The Islamic term shirk can be translated as either "polytheism" or "idolatry", but essentially means "worshipping or fearing something other than God". Chaos Marxism appropriates the concept of "idolatry" (because there's nothing wrong with a little polythesism) to mean worshipping or fearing any god/idols/icon/meme defined by our own human brains - i.e. attributing independent existence and good/ill will to them, in any sort of "insisting that it's actually physically real" way. As the Prophet Muhammad said, idols can neither help us nor harm us - they are not real things with independent will, but projected-off parts of our own species-being. They are also programmes for behaviour - and it's a sin against yourself to be following a programme written by someone else which you didn't carefully debug yourself.
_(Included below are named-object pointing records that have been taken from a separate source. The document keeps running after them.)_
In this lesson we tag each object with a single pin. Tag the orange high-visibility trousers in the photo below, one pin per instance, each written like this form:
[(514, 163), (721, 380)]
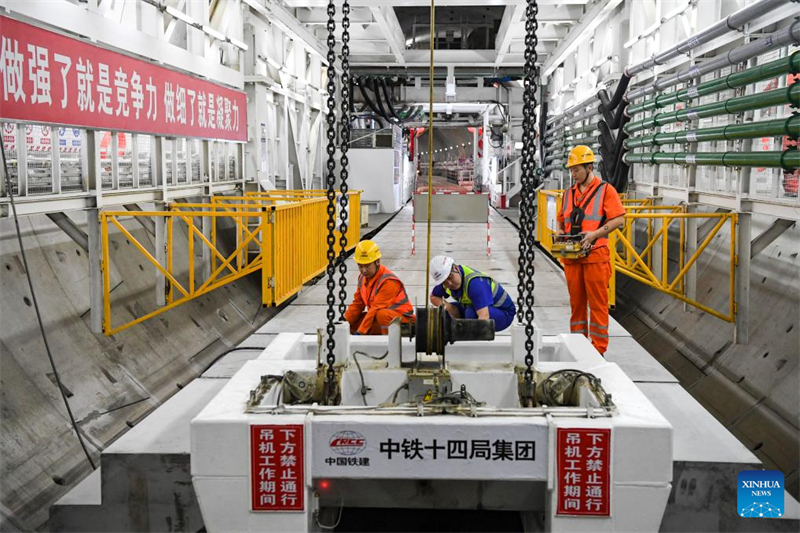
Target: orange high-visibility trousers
[(380, 326), (588, 288)]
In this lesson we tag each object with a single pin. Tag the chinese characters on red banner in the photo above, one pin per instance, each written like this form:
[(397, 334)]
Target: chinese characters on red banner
[(49, 78), (583, 472), (277, 467)]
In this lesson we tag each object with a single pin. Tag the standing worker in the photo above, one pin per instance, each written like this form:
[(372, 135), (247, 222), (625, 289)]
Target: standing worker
[(592, 209), (476, 294), (379, 291)]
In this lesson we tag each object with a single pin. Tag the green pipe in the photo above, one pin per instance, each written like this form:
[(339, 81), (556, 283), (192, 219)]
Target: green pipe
[(789, 127), (786, 159), (787, 65), (787, 95)]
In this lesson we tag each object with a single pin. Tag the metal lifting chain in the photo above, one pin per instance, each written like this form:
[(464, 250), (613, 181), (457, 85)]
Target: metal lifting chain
[(344, 144), (330, 179), (527, 219)]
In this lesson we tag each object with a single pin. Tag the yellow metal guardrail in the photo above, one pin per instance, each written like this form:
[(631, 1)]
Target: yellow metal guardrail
[(282, 234), (639, 264)]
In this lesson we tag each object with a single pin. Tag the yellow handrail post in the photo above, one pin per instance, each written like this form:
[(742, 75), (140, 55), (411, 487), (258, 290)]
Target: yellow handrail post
[(190, 231), (628, 258), (682, 252), (105, 266), (213, 235), (734, 219), (169, 256), (665, 249)]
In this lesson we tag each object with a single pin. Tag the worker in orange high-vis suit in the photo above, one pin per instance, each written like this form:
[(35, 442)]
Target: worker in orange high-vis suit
[(591, 208), (380, 296)]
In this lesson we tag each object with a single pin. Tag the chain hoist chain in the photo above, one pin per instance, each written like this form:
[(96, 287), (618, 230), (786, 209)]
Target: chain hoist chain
[(330, 178), (344, 145), (528, 199), (524, 178)]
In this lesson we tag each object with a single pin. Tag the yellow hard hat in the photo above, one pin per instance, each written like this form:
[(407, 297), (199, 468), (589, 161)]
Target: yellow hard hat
[(367, 252), (580, 155)]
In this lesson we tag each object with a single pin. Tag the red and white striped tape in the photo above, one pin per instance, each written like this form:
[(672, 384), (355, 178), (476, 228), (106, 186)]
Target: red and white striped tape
[(488, 232), (413, 223)]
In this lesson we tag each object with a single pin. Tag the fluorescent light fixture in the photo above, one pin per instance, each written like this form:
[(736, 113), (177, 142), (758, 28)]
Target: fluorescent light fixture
[(214, 33), (657, 24), (180, 15), (238, 44)]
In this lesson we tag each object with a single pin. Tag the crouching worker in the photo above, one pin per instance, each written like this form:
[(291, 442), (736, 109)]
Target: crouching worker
[(380, 295), (476, 294)]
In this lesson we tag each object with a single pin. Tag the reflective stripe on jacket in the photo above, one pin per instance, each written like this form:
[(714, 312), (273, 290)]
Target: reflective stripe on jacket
[(594, 213), (471, 274), (401, 303)]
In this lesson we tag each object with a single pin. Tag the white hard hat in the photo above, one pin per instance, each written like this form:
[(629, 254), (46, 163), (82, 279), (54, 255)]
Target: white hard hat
[(441, 265)]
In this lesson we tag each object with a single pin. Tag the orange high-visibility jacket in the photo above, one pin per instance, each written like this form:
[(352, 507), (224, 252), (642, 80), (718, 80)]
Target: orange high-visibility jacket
[(603, 205), (383, 291)]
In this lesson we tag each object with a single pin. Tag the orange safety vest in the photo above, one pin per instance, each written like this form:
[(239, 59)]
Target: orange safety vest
[(401, 304), (592, 207)]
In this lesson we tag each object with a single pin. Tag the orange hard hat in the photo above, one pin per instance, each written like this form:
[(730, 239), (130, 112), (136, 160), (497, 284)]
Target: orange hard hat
[(580, 155)]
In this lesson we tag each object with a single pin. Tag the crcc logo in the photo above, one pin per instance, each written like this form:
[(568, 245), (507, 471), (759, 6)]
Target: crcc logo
[(348, 443)]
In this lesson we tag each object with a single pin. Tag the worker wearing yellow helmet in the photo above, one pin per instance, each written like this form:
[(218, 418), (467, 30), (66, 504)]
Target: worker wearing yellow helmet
[(591, 209), (380, 295)]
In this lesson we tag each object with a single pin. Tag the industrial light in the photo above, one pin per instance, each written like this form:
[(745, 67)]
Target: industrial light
[(214, 33)]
What goes along with this concept is that "idolatry" also consists in attributing to ultimate reality any of the characteristics of daily reality - trying to insist that God Herself (the Supreme Being, the Ultimate Spirit, the Creator of the Universe, the Omega Point, etc, etc.) is like a human with all sorts of petty human emotions and motivations, or indeed believing that anything you see and experience in the Real World of Horrible Jobs is "real" in an objective sense. Everything is fire; everything flows away; A is not A. The materialist dialectic teaches us that nothing we experience - including and especially our "selves" - is ultimately solid.

What the Muslims call idolatry, I think Marx called "commodity fetishism". Worshipping the works of one's own hands and deliberately forgetting that we made them, we break them, and they have no power apart from what we give them. Interestingly enough, this ties in with my previous reflections that commodity fetishism is closely tied to individualism - sometimes, the idol we worship is our own damned ego / identity.

Because that's how they control you. We can control ourselves by consciously, collectively and creatively creating our new myths, new icons, saints, angels, myths, folktales of the struggle to unfold ourselves, to become fully human. And these myths will act as programmes by which we can discover our own power, if we do it right. As long as we remember that we should never, ever worship or fear or seriously believe in any of them (unless as a deliberate experiment in mindfuck which we include safewords in).

The only religion I feel I would ever be enthusiastic about following would be the community rituals of a classless people's republic of the future. The Roman religion is meaningless without the Roman Republic in existence, and the same goes for the rituals and cults of the next aeon. Which is why we talk about the God/dess of the World To Come.

I am increasingly thinking that the Qabalistic or Sufi model - one single absolutely ineffable God, but with many levels and paths and emanated intelligences and angels etc. between there and here - is fitting to where I'm going with this. Although I don't place Kether / Ain Soph / God Herself in a rarified plane of existence, but far in the future of humanity. And it's only one of many possible futures.